CVE-2026-34043
Denial of Service in JavaScript Serializer via Large Array-Like Objects
Publication date: 2026-03-31
Last updated on: 2026-04-03
Assigner: GitHub, Inc.
Description
Description
CVSS Scores
EPSS Scores
| Probability: | |
| Percentile: |
Meta Information
Affected Vendors & Products
| Vendor | Product | Version / Range |
|---|---|---|
| yahoo | serialize | to 7.0.5 (exc) |
Helpful Resources
Exploitability
| CWE ID | Description |
|---|---|
| CWE-834 | The product performs an iteration or loop without sufficiently limiting the number of times that the loop is executed. |
| CWE-400 | The product does not properly control the allocation and maintenance of a limited resource. |
Attack-Flow Graph
AI Powered Q&A
Can you explain this vulnerability to me?
CVE-2026-34043 is a Denial of Service (DoS) vulnerability in the npm package serialize-javascript, affecting versions prior to 7.0.5.
The vulnerability occurs when serializing specially crafted "array-like" objectsβobjects that inherit from Array.prototype but have an extremely large length property.
This causes the serialization process to enter an intensive loop that exhausts CPU resources, making the process hang indefinitely.
The issue was patched in version 7.0.5 by improving array detection and handling sparse arrays to prevent the CPU exhaustion loop.
How does this vulnerability affect compliance with common standards and regulations (like GDPR, HIPAA)?:
CVE-2026-34043 is a Denial of Service (DoS) vulnerability that causes CPU exhaustion and process hangs when serializing specially crafted array-like objects.

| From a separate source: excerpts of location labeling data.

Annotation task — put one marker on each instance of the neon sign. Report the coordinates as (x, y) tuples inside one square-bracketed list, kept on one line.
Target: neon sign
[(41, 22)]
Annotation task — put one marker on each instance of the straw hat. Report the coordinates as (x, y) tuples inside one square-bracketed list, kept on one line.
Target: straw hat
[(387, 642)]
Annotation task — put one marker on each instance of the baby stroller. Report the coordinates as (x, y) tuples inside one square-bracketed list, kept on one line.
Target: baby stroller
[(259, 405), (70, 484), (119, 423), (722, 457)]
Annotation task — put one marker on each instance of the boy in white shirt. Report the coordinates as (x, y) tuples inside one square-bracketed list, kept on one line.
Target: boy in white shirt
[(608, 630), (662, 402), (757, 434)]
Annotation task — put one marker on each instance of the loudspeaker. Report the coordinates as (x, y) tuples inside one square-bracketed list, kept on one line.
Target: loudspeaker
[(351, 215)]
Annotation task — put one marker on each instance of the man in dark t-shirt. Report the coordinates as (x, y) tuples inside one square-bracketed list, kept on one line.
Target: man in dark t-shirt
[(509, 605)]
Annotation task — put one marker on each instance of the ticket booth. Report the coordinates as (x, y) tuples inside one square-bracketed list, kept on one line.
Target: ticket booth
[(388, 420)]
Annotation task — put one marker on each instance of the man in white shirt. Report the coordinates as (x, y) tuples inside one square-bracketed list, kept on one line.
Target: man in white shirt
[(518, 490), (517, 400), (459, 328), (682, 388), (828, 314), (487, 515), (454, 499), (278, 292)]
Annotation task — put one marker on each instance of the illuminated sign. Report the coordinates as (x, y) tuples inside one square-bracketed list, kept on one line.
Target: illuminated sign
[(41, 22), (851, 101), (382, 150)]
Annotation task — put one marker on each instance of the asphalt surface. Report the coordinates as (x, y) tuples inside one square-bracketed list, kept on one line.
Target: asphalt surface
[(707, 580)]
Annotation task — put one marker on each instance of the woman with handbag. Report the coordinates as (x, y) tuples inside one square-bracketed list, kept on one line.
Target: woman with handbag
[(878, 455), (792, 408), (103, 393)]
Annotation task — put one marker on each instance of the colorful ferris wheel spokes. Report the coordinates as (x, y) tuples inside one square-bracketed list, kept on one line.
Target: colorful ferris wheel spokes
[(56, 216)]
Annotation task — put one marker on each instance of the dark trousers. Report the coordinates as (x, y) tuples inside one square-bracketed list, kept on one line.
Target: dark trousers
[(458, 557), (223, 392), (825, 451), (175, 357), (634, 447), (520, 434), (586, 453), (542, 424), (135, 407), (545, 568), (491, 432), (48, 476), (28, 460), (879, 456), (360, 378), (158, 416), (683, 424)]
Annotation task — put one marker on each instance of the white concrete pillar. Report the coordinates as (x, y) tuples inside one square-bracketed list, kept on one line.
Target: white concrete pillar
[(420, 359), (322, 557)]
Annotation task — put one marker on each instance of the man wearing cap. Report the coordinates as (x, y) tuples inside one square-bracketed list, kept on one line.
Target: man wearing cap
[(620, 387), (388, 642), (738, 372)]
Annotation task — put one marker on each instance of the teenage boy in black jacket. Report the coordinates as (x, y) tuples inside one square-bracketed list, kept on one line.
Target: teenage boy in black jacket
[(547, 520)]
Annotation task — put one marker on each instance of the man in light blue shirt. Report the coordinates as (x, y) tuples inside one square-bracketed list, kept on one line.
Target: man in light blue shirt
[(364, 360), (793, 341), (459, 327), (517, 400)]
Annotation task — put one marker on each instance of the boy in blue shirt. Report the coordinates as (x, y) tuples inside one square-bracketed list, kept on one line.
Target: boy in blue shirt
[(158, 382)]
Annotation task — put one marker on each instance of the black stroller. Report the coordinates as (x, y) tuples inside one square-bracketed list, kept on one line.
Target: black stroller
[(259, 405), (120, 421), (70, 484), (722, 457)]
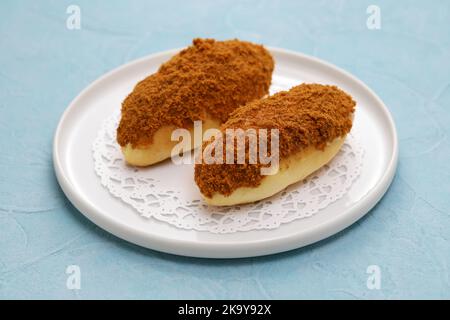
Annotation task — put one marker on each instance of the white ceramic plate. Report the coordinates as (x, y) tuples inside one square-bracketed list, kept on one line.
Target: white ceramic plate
[(73, 162)]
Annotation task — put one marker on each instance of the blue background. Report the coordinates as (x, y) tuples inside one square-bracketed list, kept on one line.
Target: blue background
[(43, 66)]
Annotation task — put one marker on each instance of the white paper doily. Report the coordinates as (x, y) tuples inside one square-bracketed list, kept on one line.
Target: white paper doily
[(161, 191)]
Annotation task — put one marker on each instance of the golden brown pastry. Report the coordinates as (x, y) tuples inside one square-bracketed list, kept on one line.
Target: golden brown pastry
[(312, 120), (205, 81)]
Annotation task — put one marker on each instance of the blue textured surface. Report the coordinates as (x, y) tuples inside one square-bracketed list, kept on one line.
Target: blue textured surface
[(44, 66)]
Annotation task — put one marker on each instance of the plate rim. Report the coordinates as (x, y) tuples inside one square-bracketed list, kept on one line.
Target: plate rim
[(247, 248)]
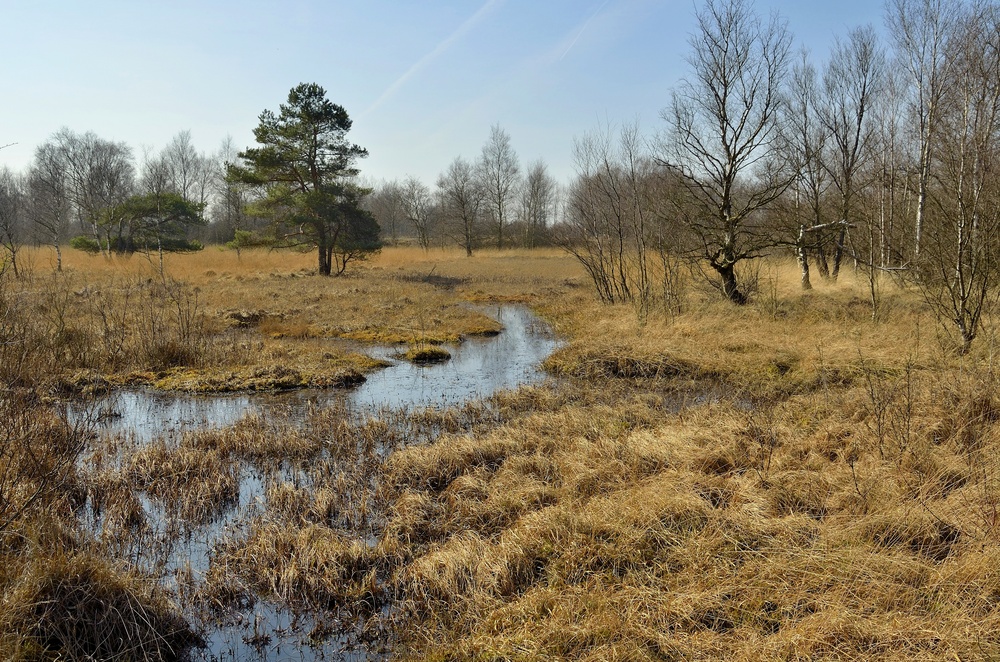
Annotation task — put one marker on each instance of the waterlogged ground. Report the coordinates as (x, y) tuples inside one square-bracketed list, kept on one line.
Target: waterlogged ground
[(201, 500)]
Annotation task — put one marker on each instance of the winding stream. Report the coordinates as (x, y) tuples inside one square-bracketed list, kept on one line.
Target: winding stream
[(479, 367)]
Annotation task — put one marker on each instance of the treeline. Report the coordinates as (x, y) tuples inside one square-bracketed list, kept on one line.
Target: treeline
[(491, 201), (884, 157), (94, 194)]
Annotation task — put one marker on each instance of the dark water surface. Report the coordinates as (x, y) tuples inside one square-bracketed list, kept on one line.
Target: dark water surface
[(479, 367)]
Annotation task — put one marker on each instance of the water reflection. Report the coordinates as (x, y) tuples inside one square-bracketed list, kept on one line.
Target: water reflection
[(479, 367)]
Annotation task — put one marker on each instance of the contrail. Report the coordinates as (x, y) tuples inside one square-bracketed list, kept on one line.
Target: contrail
[(583, 28), (440, 48)]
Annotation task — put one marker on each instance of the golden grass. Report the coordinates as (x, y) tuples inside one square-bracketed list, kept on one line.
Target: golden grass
[(786, 480), (78, 606)]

This impacts availability but does not affect confidentiality or integrity.
Since the vulnerability does not lead to unauthorized data access or modification, it does not directly violate data protection requirements under standards like GDPR or HIPAA, which primarily focus on confidentiality and integrity of personal or sensitive data.
However, the availability impact caused by this DoS could indirectly affect compliance if critical systems become unavailable, potentially violating uptime or service availability requirements in certain regulatory frameworks.

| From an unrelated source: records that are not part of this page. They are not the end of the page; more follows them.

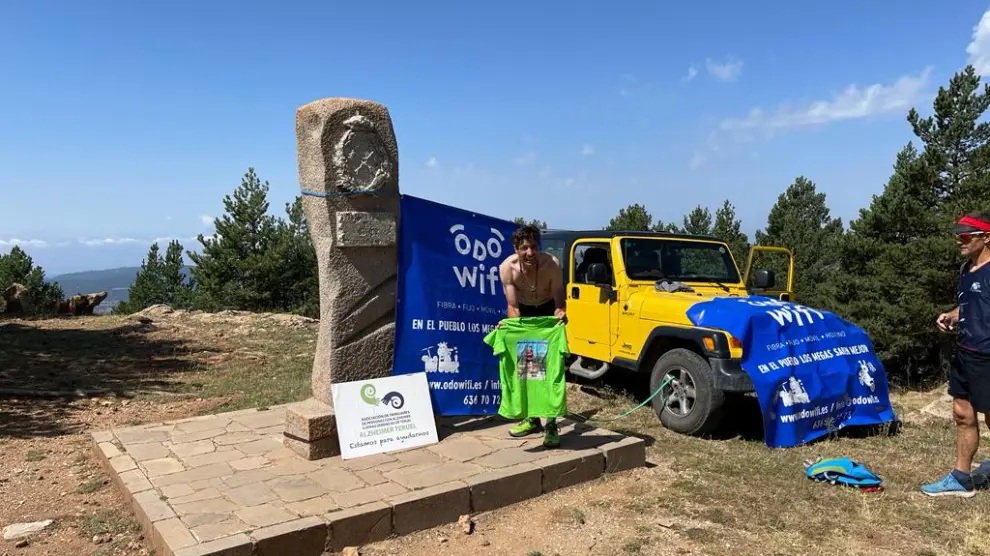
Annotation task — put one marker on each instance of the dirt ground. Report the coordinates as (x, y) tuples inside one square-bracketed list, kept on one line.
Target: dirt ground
[(723, 495)]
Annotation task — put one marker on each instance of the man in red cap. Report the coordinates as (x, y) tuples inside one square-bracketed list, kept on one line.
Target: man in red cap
[(969, 378)]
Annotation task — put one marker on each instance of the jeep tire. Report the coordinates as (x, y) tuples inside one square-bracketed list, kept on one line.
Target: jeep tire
[(706, 411)]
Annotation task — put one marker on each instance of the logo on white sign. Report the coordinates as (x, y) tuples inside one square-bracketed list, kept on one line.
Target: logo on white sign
[(477, 275), (401, 419)]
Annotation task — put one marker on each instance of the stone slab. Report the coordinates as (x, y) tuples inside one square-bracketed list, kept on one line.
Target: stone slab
[(429, 507), (571, 468), (359, 525), (319, 449), (275, 502), (310, 420), (365, 229), (506, 486)]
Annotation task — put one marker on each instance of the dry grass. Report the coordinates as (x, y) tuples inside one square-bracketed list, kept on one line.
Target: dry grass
[(728, 495)]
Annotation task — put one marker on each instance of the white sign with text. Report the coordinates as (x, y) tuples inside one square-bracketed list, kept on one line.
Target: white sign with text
[(384, 414)]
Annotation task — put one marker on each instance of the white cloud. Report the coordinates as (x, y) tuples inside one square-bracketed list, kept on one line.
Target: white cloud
[(726, 71), (978, 50), (23, 242), (525, 160), (109, 241), (852, 103)]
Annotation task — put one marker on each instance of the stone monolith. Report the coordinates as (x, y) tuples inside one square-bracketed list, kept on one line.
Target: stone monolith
[(349, 175)]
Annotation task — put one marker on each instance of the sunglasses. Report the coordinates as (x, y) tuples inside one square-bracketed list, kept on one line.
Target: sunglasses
[(967, 237)]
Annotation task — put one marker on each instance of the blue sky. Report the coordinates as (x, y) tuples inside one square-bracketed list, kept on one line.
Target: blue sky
[(121, 124)]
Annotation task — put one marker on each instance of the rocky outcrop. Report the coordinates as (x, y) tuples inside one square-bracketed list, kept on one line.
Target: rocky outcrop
[(81, 304), (17, 299)]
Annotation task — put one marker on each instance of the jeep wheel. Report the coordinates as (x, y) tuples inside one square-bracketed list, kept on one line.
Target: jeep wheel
[(693, 405)]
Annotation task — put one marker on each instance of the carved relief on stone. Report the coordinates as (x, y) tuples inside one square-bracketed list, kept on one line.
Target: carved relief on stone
[(361, 160)]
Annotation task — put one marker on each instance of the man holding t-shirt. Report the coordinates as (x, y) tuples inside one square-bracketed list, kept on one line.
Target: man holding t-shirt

Mitigation involves upgrading to version 7.0.5 or later and validating inputs to prevent exploitation, which supports maintaining compliance by ensuring system reliability and availability.

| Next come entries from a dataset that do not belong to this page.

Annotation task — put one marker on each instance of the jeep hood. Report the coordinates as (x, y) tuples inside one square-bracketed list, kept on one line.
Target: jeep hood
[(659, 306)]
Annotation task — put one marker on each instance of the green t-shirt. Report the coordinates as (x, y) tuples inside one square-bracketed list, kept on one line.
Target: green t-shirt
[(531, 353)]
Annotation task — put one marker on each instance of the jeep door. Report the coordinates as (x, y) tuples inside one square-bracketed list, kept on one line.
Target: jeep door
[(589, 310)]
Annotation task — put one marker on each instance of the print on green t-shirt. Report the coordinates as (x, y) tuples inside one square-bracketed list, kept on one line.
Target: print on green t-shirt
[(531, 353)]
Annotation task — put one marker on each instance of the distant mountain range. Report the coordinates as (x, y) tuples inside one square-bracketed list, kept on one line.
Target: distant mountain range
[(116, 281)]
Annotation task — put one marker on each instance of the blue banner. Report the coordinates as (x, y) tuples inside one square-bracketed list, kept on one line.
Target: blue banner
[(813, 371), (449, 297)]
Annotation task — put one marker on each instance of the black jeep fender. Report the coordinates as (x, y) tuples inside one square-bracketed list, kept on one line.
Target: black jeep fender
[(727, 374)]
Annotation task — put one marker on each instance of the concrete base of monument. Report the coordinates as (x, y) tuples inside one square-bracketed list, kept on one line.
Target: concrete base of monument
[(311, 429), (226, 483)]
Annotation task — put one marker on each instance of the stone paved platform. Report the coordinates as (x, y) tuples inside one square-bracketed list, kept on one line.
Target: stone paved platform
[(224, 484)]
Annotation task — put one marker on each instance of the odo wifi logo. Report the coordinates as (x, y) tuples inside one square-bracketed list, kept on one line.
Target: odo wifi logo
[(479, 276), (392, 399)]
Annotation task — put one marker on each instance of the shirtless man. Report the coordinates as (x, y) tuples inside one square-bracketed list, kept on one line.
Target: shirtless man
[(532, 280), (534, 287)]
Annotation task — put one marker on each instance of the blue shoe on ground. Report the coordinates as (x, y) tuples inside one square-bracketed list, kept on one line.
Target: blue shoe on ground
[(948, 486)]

How can this vulnerability impact me? :
This vulnerability can cause your application to hang indefinitely due to 100% CPU usage when serializing maliciously crafted array-like objects.
Such Denial of Service conditions can make your application unavailable to legitimate users, impacting availability.
The risk is higher if your application serializes untrusted or user-controlled data, especially if it is also vulnerable to Prototype Pollution or processes untrusted YAML deserialization.
Mitigation includes upgrading to serialize-javascript version 7.0.5 or later, validating and sanitizing inputs, and protecting against Prototype Pollution.
How can this vulnerability be detected on my network or system? Can you suggest some commands?
This vulnerability manifests as a Denial of Service (DoS) caused by CPU exhaustion when serializing specially crafted array-like objects with a very large length property using the serialize-javascript package prior to version 7.0.5.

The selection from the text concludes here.